Peter Mertens Président du PTB

L’ex-Premier ministre britannique Tony Blair avait raillé Jeremy Corbyn en lançant que ceux qui votaient  » avec leur coeur  » pour lui devaient s’en faire greffer un autre. Pour Peter Mertens, la victoire de Corbyn n’est cependant pas une surprise.

Pour le même prix, l’élection présidentielle du Labour aurait pu tourner à une nouvelle compétition entre « enfants de Blair » s’affrontant dans un match de « à-qui-pisse-le-plus-loin ». Entre des politiciens de carrière parfaitement lissés, des technocrates et des « corporate politicians  » comme ceux qui peuplent actuellement tous les Parlements du continent. Personne ne sait d’ailleurs plus à quel parti ils appartiennent, tellement ils sont interchangeables au sein du grand consensus thatchérien. « Ce n’est pas une nouveauté lorsque je dis qu’aujourd’hui, de très nombreux parlementaires ne voient pas leur tâche comme une vocation, une mission ou un service, mais plutôt comme une énième option de la classe moyenne supérieure, même pas aussi bien payée que des activités professionnelles comparables. » C’est ainsi que le journaliste et écrivain Owen Jones résume l’atmosphère générale à la Chambre basse britannique. (1)

« C’est le moment où un plaquage de rugby est à l’ordre du jour »

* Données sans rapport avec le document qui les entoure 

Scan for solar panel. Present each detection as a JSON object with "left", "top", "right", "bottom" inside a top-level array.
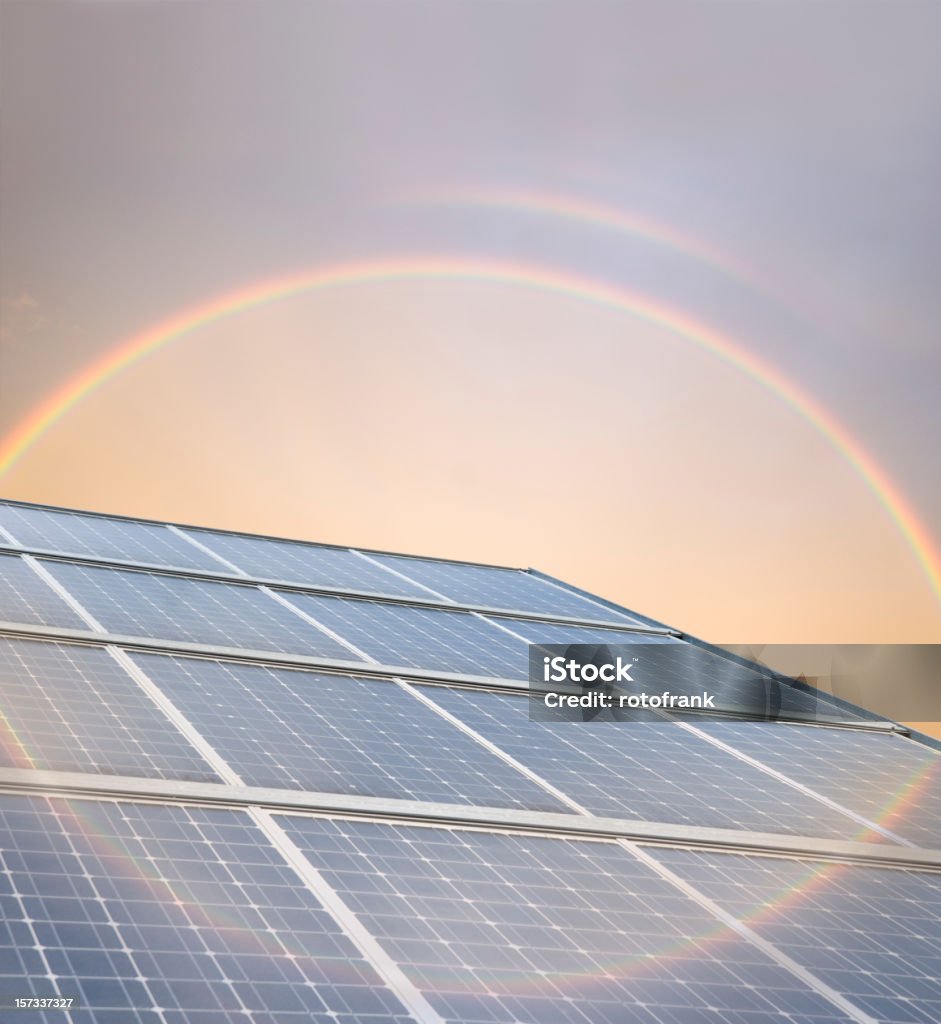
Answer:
[
  {"left": 280, "top": 592, "right": 667, "bottom": 679},
  {"left": 127, "top": 652, "right": 570, "bottom": 812},
  {"left": 0, "top": 553, "right": 87, "bottom": 629},
  {"left": 694, "top": 722, "right": 941, "bottom": 848},
  {"left": 38, "top": 561, "right": 362, "bottom": 660},
  {"left": 4, "top": 500, "right": 938, "bottom": 1024},
  {"left": 0, "top": 637, "right": 219, "bottom": 782},
  {"left": 369, "top": 553, "right": 643, "bottom": 623},
  {"left": 281, "top": 816, "right": 861, "bottom": 1024},
  {"left": 0, "top": 794, "right": 417, "bottom": 1023},
  {"left": 650, "top": 847, "right": 941, "bottom": 1024},
  {"left": 182, "top": 528, "right": 434, "bottom": 597},
  {"left": 424, "top": 686, "right": 876, "bottom": 840},
  {"left": 0, "top": 503, "right": 225, "bottom": 572},
  {"left": 491, "top": 616, "right": 677, "bottom": 647},
  {"left": 277, "top": 592, "right": 529, "bottom": 677}
]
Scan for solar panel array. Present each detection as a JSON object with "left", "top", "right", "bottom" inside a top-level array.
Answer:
[{"left": 1, "top": 498, "right": 939, "bottom": 1024}]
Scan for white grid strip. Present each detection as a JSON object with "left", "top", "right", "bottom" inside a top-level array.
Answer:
[
  {"left": 250, "top": 808, "right": 446, "bottom": 1024},
  {"left": 674, "top": 718, "right": 916, "bottom": 847},
  {"left": 352, "top": 549, "right": 455, "bottom": 601},
  {"left": 21, "top": 555, "right": 105, "bottom": 631},
  {"left": 260, "top": 585, "right": 376, "bottom": 661},
  {"left": 167, "top": 523, "right": 250, "bottom": 575},
  {"left": 622, "top": 839, "right": 878, "bottom": 1024}
]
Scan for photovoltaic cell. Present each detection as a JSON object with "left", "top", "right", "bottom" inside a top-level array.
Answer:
[
  {"left": 128, "top": 652, "right": 570, "bottom": 813},
  {"left": 695, "top": 722, "right": 941, "bottom": 848},
  {"left": 282, "top": 593, "right": 667, "bottom": 679},
  {"left": 0, "top": 794, "right": 417, "bottom": 1023},
  {"left": 369, "top": 553, "right": 643, "bottom": 623},
  {"left": 281, "top": 816, "right": 856, "bottom": 1024},
  {"left": 39, "top": 561, "right": 361, "bottom": 660},
  {"left": 278, "top": 592, "right": 528, "bottom": 677},
  {"left": 0, "top": 504, "right": 225, "bottom": 571},
  {"left": 0, "top": 553, "right": 87, "bottom": 630},
  {"left": 0, "top": 637, "right": 219, "bottom": 783},
  {"left": 424, "top": 686, "right": 872, "bottom": 840},
  {"left": 182, "top": 528, "right": 433, "bottom": 597},
  {"left": 650, "top": 847, "right": 941, "bottom": 1024},
  {"left": 489, "top": 616, "right": 677, "bottom": 648}
]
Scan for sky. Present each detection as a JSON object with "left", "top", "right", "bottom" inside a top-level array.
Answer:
[{"left": 1, "top": 0, "right": 940, "bottom": 651}]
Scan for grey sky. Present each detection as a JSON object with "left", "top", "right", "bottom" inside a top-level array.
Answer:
[{"left": 2, "top": 0, "right": 940, "bottom": 526}]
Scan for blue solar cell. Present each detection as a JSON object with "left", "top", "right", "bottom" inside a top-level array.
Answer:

Nous n’avons heureusement pas assisté à un match ennuyeux entre Blairistes carriéristes. Et cela grâce à Jeremy Corbyn. Ce n’est qu’en toute dernière instance que sa candidature a été rendue possible, lorsque plusieurs membres de l’aile droite du Labour ont décidé de tout de même rendre le jeu un peu plus palpitant, et que ce ne serait pas mal si les trois candidats blairistes rencontraient un peu d’opposition du côté gauche. Juste avant la fin de l’échéance, l’aile droite a donc fourni à la gauche les 35 signatures de parlementaires nécessaires. Et c’est ainsi que le député d’arrière-ban Jeremy Corbyn, qui siégeait depuis trente ans à la dernière ou à l’avant-dernière rangée de la Chambre basse britannique, a pu introduire juste à temps sa candidature – sans le moindre espoir d’une victoire au sommet de la direction du parti blairiste. Cependant, à mesure que grandissait la popularité de Corbyn, de plus en plus de ténors du Labour ont été rappelés de leurs restaurants chics et appartements élégants pour lancer une campagne de sape. « Ce n’est pas le moment d’assurer la sérénité de la promenade. C’est le moment où un plaquage de rugby est à l’ordre du jour », a ouvertement déclaré Tony Blair (l’homme qui, entre-temps, engrange des millions par toutes sortes de conférences exclusives). Mais plus les Blairistes montaient au créneau, plus Corbyn devenait populaire. Corbyn est authentique, conséquent, direct et pas à vendre, qualités face auxquelles aucun Blairiste n’a de répondant.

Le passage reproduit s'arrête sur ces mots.